Friday, 30 August 2013
Atheism and girl guides
The recent national and local spats about the new 'Godless' oath for Girl Guides (eg: Daily Telegraph article, here) symbolizes a growing issue in public spaces as an increasingly stroppy and numerous atheism grapples with inherited Christian forms.
At one level, the atheist reworking of the Girl Guide oath to drop mention of God makes absolute sense: if you have disparate groups, you try to find a common level on which they can all agree. In the past, Catholics, Muslims, Jews etc managed to meet on a non-denominational theism. Now, theists and atheists meet on a programme of shared morals. It's about compromise and agreeing on what we share rather than what divides us.
For a Christian, however, what you have is a serious impoverishment of a culture. Particularly in an organization which is devoted to the character formation of the young, that formation essentially consists in getting young people to see the difference between what they think or feel, and what is actually the case; what they want to do, and what they should do. There are (at least) two elements to this: a cognitive element based on understanding the world in a certain way; and a narrative element which provides us with a network of stories and heroes that provide analogies for our own behaviour. So, eg, a Christian formation will regard the world as meaningful and directed by the will of God, and will refer to (eg) the Bible as a stock of narrative on which we can draw.
From a Christian perspective, the more attenuated the stock from which the formation is drawn, the worse that formation. At best, the formation of character is weakened. At worst, it is actually poisoned by a pernicious alternative: to replace, "love my God" with "to be true to myself and develop my beliefs" is to replace an objective source of values with feeling.
In the end, this is not just about atheism vs theism, but an impoverished narrative vs a rich one, and relativism vs objectivity. A lot of modern atheism is simply dumb: it's the sort of thing 18 year old computer geeks would come up with. Christianity is being dumped, but instead of being replaced by a rich humanism soaked in the classicism and literature of the past, it is being replaced by a void. The better sort of atheist realize that but most don't and even fewer have any sort of viable proposals to fill that void.

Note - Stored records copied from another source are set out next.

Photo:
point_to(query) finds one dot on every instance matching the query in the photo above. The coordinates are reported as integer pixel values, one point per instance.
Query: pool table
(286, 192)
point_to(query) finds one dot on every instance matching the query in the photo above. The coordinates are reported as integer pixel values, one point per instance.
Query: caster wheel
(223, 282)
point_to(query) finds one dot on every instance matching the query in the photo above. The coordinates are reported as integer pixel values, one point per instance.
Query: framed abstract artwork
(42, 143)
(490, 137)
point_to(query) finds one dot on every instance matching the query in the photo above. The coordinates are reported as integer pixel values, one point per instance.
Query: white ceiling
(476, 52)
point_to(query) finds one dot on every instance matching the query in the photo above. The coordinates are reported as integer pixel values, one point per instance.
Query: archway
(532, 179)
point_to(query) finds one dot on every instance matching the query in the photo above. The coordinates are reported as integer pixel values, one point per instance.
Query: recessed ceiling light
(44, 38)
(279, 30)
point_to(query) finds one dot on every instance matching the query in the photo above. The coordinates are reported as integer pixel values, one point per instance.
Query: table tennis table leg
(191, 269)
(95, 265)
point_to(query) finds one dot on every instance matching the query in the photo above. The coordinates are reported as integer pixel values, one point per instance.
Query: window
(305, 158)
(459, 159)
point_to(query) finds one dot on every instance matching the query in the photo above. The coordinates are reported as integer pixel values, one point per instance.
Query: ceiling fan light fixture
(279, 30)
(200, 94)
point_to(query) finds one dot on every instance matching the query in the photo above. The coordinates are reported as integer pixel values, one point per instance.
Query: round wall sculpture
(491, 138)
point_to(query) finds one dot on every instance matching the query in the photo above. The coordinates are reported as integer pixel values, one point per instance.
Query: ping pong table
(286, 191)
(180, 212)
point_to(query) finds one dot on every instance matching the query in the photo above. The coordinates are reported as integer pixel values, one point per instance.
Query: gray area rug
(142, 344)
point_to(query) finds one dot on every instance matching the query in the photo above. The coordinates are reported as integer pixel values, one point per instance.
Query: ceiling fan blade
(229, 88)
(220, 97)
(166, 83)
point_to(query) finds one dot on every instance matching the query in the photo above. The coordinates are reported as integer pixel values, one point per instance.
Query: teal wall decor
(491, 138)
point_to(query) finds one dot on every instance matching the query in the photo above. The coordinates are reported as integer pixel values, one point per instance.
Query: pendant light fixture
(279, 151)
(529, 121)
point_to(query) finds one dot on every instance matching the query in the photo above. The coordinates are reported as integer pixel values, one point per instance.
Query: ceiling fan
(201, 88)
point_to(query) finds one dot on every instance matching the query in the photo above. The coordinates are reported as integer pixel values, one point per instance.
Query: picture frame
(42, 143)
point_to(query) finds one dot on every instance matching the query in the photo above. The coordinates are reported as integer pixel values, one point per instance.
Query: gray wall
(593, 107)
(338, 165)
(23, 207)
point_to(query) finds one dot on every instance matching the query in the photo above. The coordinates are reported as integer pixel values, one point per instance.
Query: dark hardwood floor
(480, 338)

My own guess is that, for the last couple of generations or so, religion in much of public life in the UK has been run on the basis of 'it's good for the kids': a short lived experiment to send me out to Sunday School in my childhood was explicitly described in those terms by my mother, and I doubt she was unique in this. The forms of the Christian religion were kept simply because they offered a way of articulating those central differences between seeming and being, one's desires and one's duties. That facade has now fallen, but the need for a similar structure to replace it remains. From a Catholic point of view, there is simply nothing that will work in the long run beyond a true religious formation. I don't expect atheists to agree, but I do expect them to start provide suggestions which go beyond simply using the delete key or suggesting that four year olds study Darwin.